Un sondage Novus publié mercredi donne 50,7 % aux quatre formations du bloc de centre gauche, contre 48,1 % à la coalition gouvernementale et aux Démocrates de Suède. Les sociaux-démocrates recueillent 26,6 % des intentions de vote, devant les Démocrates de Suède à 19,3 % et les Modérés d’Ulf Kristersson à 16,6 %. L’une des évolutions déterminantes concerne les Libéraux, crédités de 5,8 %, désormais nettement au-dessus du seuil de 4 % nécessaire pour siéger au Parlement. Leur maintien au Riksdag redonne au camp gouvernemental l’espoir de conserver le pouvoir.
Les Démocrates de Suède au cœur du scrutin
L’enjeu majeur du vote concerne la place des Démocrates de Suède de Jimmie Åkesson. Depuis 2022, le parti nationaliste et anti-immigration soutient au Parlement le gouvernement minoritaire de Kristersson sans disposer de ministres. Cette fois, le premier ministre s’est dit prêt à lui ouvrir les portes du gouvernement en cas de victoire de la droite. Le scrutin pourrait donc permettre aux Démocrates de Suède d’accéder pour la première fois directement au pouvoir exécutif, après quatre années durant lesquelles leur soutien a déjà pesé sur le durcissement des politiques migratoires et sécuritaires.

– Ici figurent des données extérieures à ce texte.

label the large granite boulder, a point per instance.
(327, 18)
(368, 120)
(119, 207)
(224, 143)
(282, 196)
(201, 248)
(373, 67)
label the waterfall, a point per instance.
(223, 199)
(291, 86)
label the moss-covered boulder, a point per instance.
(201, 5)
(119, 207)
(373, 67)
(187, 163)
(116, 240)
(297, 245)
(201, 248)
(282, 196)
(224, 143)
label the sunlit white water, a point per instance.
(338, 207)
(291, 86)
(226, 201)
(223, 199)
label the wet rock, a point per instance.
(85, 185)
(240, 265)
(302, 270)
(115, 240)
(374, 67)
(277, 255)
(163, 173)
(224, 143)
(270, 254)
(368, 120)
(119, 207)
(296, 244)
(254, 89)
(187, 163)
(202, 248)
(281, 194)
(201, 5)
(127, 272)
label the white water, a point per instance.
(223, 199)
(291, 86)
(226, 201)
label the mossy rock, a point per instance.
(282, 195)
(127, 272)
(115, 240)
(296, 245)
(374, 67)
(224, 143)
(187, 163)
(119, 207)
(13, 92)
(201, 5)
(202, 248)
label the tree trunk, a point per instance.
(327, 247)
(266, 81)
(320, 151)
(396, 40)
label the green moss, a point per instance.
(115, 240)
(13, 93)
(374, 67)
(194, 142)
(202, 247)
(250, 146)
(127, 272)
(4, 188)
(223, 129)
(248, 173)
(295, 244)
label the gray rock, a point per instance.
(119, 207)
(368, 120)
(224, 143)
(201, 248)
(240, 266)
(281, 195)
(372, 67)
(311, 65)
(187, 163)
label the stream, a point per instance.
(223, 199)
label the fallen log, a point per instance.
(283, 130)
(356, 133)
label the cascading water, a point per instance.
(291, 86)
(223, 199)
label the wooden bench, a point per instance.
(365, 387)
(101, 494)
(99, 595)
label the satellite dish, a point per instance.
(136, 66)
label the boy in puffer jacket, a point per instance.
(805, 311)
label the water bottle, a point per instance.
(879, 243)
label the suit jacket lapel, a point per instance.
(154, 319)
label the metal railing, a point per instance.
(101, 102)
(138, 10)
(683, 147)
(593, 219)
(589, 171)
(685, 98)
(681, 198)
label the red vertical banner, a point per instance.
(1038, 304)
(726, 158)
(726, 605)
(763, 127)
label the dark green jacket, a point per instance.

Face à ce bloc de droite, Magdalena Andersson fait campagne sur la défense de l’État-providence, le financement des services publics, la croissance et la réduction des inégalités. Mais une victoire électorale ne lui garantirait pas une majorité gouvernementale stable : sociaux-démocrates, écologistes, Parti de gauche et Parti du centre restent divisés sur plusieurs dossiers, notamment la fiscalité et l’énergie. À droite, Ulf Kristersson met en avant son bilan contre la criminalité et défend la constitution d’une majorité plus homogène. Après quatre années de coopération avec les Démocrates de Suède, le résultat de dimanche déterminera ainsi non seulement le prochain premier ministre, mais également la place que la droite nationaliste occupera désormais dans le pouvoir suédois.